Nowadays Malkiel and Ellis are bearish on Treasurys and point income-seeking buyers to government debt from emerging markets, such as Brazil, where budgets and fiscal policies are relatively strong compared to many developed markets.

The two also recommend that yield-seeking investors lighten up on bonds and generate income through shares of companies that are growing dividend payouts. Says Ellis: “Our situation is new; our thinking must be new.”

Rule No. 3: Indexing wins the ‘loser’s game’

“Winning the Loser’s Game” was Ellis’s explosive essay, originally published in 1975 and later developed into a book, which bluntly told professional money managers that it was increasingly difficult for them to outperform the Standard & Poor’s 500 SPX -0.06% and other benchmark indexes.
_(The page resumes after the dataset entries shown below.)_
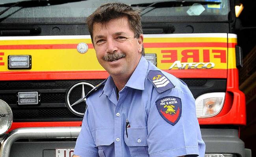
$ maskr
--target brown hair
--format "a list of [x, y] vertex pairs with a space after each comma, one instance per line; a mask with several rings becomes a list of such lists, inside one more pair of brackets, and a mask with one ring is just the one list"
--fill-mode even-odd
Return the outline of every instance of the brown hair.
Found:
[[[130, 29], [134, 33], [134, 38], [139, 38], [143, 33], [141, 11], [133, 9], [132, 7], [120, 3], [108, 3], [100, 6], [86, 20], [92, 42], [93, 44], [93, 25], [96, 23], [105, 24], [110, 20], [126, 17]], [[145, 55], [144, 49], [142, 47], [141, 54]]]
Ellis, then a managing partner at investment-industry consulting firm Greenwich Associates, noted that the pros made buy and sell decisions with greater knowledge and speed — and fewer errors. At such a high level, competitors win not because they’re necessarily better, but because others fare worse — a “loser’s game.”

Accordingly, to be an above-average investor, you must keep the ball in play more often than your rivals.

If you can’t, Ellis counsels, consider index funds.

Almost four decades after Ellis cracked its veneer, the investment business attracts an even higher caliber of talent, with correspondingly greater skills and access to information and data. This is a market of hard-nosed institutions and tough traders — no place for dabblers and duffers, Ellis says. Perhaps not coincidentally, low-cost, market-matching index products — especially ETFs — have become more popular in the wake of the 2008-09 market meltdown that sunk professionals and amateurs alike, and Ellis sees this as progress.

“You’re up against the Williams sisters almost every time,” Ellis says, likening Wall Street’s best and brightest to tennis champions Serena and Venus Williams. “I don’t think it makes any sense for individuals to take them on.”